Avukat Şerafettin Can Atalay, Soma ve Ermenek maden kazaları, Adana öğrenci yurdu yangını, Çorlu tren kazası, Hendek havai fişek fabrikası gibi olaylarda avukatlık yaptı. Gezi Parkı’na AVM yapılması girişimine karşı kurulan Taksim Dayanışması’nın avukatlığını yürüttü. Gezi Davası’nda sanık olarak davaya dahil edilerek, “Türkiye Cumhuriyeti Hükümetini ortadan kaldırmaya teşebbüs” suçlamasıyla yargılandı ve 18 yıl hapis cezasına çarptırıldı. Aldığı ceza Yargıtay tarafından da onandı.
Avukat Can Atalay, 14 Mayıs 2023 tarihinde yapılan genel seçimde Türkiye İşçi Partisi’nden Hatay milletvekili seçildi. Milletvekili seçildikten sonra tahliye istemine yönelik başvurusu Yargıtay 3. Ceza Dairesi tarafından oy birliğiyle reddedildi. Bu karara yapılan itiraz da Yargıtay 4. Ceza Dairesi tarafından oy çokluğuyla reddedildi. Bunun üzerine Can Atalay Anayasa Mahkemesi’ne başvurdu. Anayasa Mahkemesi 25 Ekim 2023 tarihinde “seçilme ve siyasi faaliyette bulunma” ve “kişi hürriyeti ve güvenliği” haklarının ihlal edildiğine karar verdi.
Bunun üzerine İstanbul 13. Ağır Ceza Mahkemesi, Yargıtay 3. Ceza Dairesi’ne Anayasa Mahkemesi’nin ihlal kararını değerlendirmek üzere dosyayı iletti. 8 Kasım 2023 tarihinde Anayasa Mahkemesi’nin ihlal kararını değerlendiren Yargıtay 3. Ceza Dairesi; Can Atalay hakkında kesinleşmiş hüküm verdiğini, Can Atalay’ın milletvekilliğinin kesin olarak düşürüldüğünü, Anayasa Mahkemesi’nin kesinleşmiş bir hükümden dolayı inceleme yaparak yetkisini aştığını ve Anayasayı ihlal ettiğini gerekçe göstererek Can Atalay’ın hapis cezasının onanmasına ve Can Atalay hakkında ihlal kararı veren Anayasa Mahkemesi üyeleri hakkında Yargıtay Cumhuriyet Başsavcılığına suç duyurusunda bulunmasına karar verdi.
Anayasa Mahkemesi kararları idareyi, bütün kurumların gerçek ve tüzel kişileri, mahkemeleri bağlar, esas itibarıyla hukukun bu anlamda uygulandığı yerlerde, mahkemelerde de anayasa kararlarına uyulması da hukukun bir gereğidir.

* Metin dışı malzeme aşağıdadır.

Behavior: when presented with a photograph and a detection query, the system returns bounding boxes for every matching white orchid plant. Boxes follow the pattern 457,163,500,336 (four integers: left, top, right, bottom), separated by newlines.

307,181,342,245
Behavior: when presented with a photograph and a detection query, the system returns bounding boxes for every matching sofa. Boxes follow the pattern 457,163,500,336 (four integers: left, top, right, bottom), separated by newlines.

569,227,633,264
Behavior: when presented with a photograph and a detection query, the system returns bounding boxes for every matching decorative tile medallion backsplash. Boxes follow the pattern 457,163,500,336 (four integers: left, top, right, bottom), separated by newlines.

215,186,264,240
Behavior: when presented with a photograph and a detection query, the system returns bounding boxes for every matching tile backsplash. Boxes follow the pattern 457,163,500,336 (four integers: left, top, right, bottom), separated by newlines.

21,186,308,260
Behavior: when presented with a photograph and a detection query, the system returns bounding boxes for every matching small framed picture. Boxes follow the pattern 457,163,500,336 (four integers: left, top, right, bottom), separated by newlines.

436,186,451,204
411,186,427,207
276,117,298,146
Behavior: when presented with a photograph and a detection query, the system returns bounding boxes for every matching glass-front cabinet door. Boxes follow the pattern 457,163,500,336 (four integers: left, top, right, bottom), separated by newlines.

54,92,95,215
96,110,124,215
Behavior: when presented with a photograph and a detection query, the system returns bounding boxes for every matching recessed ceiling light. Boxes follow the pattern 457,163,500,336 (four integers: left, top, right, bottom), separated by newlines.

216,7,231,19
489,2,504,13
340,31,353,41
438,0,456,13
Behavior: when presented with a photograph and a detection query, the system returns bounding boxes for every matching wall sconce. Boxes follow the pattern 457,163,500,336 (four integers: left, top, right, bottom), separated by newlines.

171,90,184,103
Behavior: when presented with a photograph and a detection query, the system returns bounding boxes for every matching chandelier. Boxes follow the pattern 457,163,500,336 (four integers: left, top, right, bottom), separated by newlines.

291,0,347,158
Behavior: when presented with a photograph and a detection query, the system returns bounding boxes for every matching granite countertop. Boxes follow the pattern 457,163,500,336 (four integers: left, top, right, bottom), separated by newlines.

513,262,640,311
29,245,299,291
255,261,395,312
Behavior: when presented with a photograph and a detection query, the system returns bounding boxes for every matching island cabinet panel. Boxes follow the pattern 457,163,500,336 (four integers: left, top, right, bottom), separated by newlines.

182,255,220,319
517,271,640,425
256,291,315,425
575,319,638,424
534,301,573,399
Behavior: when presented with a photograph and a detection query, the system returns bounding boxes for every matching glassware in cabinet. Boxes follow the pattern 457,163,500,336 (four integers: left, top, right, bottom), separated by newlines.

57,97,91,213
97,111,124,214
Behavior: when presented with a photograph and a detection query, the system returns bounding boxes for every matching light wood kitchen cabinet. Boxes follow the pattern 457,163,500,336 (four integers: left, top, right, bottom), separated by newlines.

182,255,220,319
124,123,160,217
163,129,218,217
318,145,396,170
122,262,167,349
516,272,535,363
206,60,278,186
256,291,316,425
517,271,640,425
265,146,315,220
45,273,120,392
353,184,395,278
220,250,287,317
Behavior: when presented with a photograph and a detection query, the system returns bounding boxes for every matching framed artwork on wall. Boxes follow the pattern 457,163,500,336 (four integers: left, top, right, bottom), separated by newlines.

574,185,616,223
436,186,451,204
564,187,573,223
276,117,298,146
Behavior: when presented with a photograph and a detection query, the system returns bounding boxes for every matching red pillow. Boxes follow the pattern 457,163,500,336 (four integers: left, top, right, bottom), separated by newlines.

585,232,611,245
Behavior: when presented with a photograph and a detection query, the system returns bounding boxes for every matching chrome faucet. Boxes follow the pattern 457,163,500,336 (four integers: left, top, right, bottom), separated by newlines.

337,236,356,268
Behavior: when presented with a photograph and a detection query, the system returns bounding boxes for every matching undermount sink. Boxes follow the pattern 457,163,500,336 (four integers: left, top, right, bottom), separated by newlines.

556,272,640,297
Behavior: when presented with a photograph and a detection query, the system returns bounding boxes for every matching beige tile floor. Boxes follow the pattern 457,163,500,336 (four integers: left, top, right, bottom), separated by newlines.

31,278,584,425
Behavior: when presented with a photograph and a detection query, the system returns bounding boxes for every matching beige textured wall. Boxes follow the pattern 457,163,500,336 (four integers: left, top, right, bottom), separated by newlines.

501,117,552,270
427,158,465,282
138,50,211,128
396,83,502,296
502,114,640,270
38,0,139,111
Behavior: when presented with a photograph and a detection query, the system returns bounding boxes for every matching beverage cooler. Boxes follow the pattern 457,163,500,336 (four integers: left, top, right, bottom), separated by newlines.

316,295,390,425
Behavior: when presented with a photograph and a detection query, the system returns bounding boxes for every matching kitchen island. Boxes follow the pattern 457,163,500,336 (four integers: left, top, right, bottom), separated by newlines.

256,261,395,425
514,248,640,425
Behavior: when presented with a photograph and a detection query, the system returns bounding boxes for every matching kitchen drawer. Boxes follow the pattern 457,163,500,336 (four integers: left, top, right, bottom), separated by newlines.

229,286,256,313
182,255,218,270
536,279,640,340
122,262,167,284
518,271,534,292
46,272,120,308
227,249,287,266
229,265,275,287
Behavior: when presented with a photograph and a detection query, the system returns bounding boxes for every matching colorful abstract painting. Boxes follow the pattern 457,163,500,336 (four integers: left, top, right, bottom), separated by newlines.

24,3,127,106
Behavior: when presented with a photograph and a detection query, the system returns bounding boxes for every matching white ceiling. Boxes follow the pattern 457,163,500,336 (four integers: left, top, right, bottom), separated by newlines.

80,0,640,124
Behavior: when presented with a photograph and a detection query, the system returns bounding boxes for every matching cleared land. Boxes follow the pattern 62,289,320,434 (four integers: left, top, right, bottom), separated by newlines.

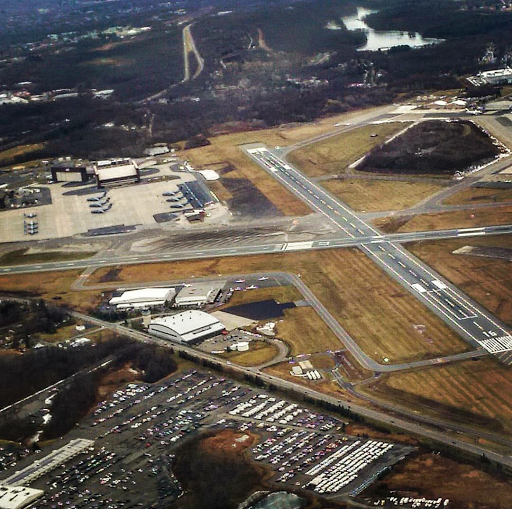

Hukuk güvenliği, hukukun üstünlüğü anlamında olması gereken Anayasa Mahkemesi kararlarının uygulanmasıdır. Mahkemelerin kararları eleştirilebilir ancak uygulanıp uygulanmamasını tartışmaya açmak, anayasayı ve Türkiye Cumhuriyeti’nin hukuk devleti niteliğini tartışmaya açmak anlamına gelir.
Yargıtay 3. Ceza Dairesi’nin yargıçları, kesinlikle Anayasa Mahkemesi’nin kararlarının bağlayıcılığını bilmektedirler. Buna karşın böyle bir karar veriyorlarsa, yükseklerden emir ve destek aldıkları bellidir. Buradaki amaç, devlet yönetiminde çatışma çıkartarak, yeni anayasa yapımını gündeme oturtmaktır. Zaten siyasi iktidarın isteği yeni bir anayasa yaparak, iktidarlarını iyice pekiştirmek, içlerine sinmeyen özellikle anayasanın ilk dört maddesi ile bunları destekleyen diğer hükümleri ortadan kaldırmaktır. Yani sürekli sivil darbe yaparak, ülkeyi karanlığa itmektir. Bu konuda muhalefetten de destek alacaklarını düşünmektedirler.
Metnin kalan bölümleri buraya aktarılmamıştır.